The official estimate which began this U.S. shutdown was for the number of deaths to be between one million and 2.2 million, if nothing is done to modify the spread of the virus, and with social distancing, the numbers could be lowered to 100,000 to 240,000 deaths, based on 50 percent of Americans following the social distancing rules.

So Mr. Monckton’s estimate of 1.1 million is pretty close to the initial estimate’s low end.

Michael Carter
April 13, 2020 10:46 am

“What bike do you ride, out of interest?
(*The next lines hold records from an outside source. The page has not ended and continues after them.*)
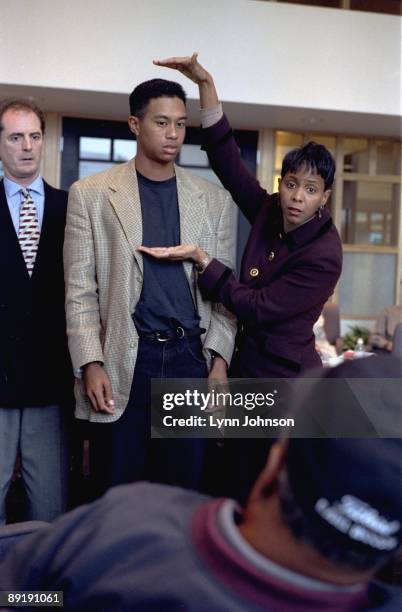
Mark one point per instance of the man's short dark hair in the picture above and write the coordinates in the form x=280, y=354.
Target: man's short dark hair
x=155, y=88
x=24, y=105
x=313, y=157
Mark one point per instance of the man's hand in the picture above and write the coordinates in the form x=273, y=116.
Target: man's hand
x=189, y=66
x=182, y=252
x=98, y=388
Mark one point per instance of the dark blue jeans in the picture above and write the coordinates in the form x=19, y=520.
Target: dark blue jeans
x=123, y=451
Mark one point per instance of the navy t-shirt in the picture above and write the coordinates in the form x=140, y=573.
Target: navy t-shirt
x=166, y=299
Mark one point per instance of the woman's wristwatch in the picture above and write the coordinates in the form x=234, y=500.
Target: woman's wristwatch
x=201, y=265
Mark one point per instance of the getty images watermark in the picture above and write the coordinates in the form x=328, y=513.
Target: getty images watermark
x=196, y=410
x=303, y=408
x=214, y=402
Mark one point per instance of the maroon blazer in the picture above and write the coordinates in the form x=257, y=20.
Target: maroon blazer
x=285, y=279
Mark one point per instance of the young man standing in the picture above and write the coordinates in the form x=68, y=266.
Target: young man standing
x=35, y=369
x=131, y=318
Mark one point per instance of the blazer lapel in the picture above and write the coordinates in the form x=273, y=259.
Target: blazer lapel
x=125, y=199
x=10, y=245
x=192, y=209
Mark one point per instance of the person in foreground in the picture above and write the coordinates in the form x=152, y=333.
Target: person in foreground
x=323, y=516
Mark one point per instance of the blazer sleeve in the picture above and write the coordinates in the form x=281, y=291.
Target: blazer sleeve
x=220, y=335
x=225, y=159
x=300, y=288
x=82, y=305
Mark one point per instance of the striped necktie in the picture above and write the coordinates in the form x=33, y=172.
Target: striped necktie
x=29, y=231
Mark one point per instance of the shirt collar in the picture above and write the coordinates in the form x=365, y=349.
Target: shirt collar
x=12, y=188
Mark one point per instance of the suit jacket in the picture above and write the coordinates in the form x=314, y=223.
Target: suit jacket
x=35, y=367
x=104, y=272
x=285, y=278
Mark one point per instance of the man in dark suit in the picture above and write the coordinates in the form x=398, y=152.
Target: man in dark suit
x=34, y=362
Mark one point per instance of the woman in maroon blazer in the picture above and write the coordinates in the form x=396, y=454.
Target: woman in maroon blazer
x=291, y=264
x=293, y=256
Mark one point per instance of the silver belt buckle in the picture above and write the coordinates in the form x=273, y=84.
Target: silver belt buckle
x=159, y=339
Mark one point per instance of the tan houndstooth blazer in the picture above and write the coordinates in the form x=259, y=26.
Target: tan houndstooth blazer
x=103, y=271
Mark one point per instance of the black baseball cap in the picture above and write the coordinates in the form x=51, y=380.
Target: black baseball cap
x=350, y=489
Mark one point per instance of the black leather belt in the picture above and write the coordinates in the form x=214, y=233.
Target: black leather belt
x=177, y=333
I picture you on a vintage BMW boxer, or on the more patriotic side, a Triumph Thruxton.”

I am sure that it won’t be a Harley Ferguson

RobR
Reply to  Michael Carter
April 13, 2020 11:57 am

Ducati…..scroll up

John Tillman
Reply to  Michael Carter
April 13, 2020 12:36 pm

Or a Massey Davidson!

John Tillman
Reply to  Michael Carter
April 13, 2020 12:39 pm

Or a Massey Davidson!

(Apologies if this is a repeat.)

richard
April 13, 2020 11:55 am

Real problems with results-

“A study in the Journal of Medical Virology concludes that the internationally used coronavirus test is unreliable: In addition to the already known problem of false positive results, there is also a „potentially high“ rate of false negative results, i.e. the test does not respond even in symptomatic individuals, while in other patients it does respond once and then again not. This makes it more difficult to exclude other flu-like illnesses’

https://www.ncbi.nlm.nih.gov/pubmed/32219885

chm
April 13, 2020 3:16 pm
Stevek
April 14, 2020 3:39 pm

I have read that the bat virus closest to this comes from bats that live in caves 1000 miles from Wuhan. I have read the biological lab in Wuhan had technicians collect samples from those caves.

So how did this virus from 1000 miles away get to Wuhan ? It could have infected an animal and the live animal shipped to Wuhan. But I believe equally probable or even more probable the virus got to Wuhan from samples collected.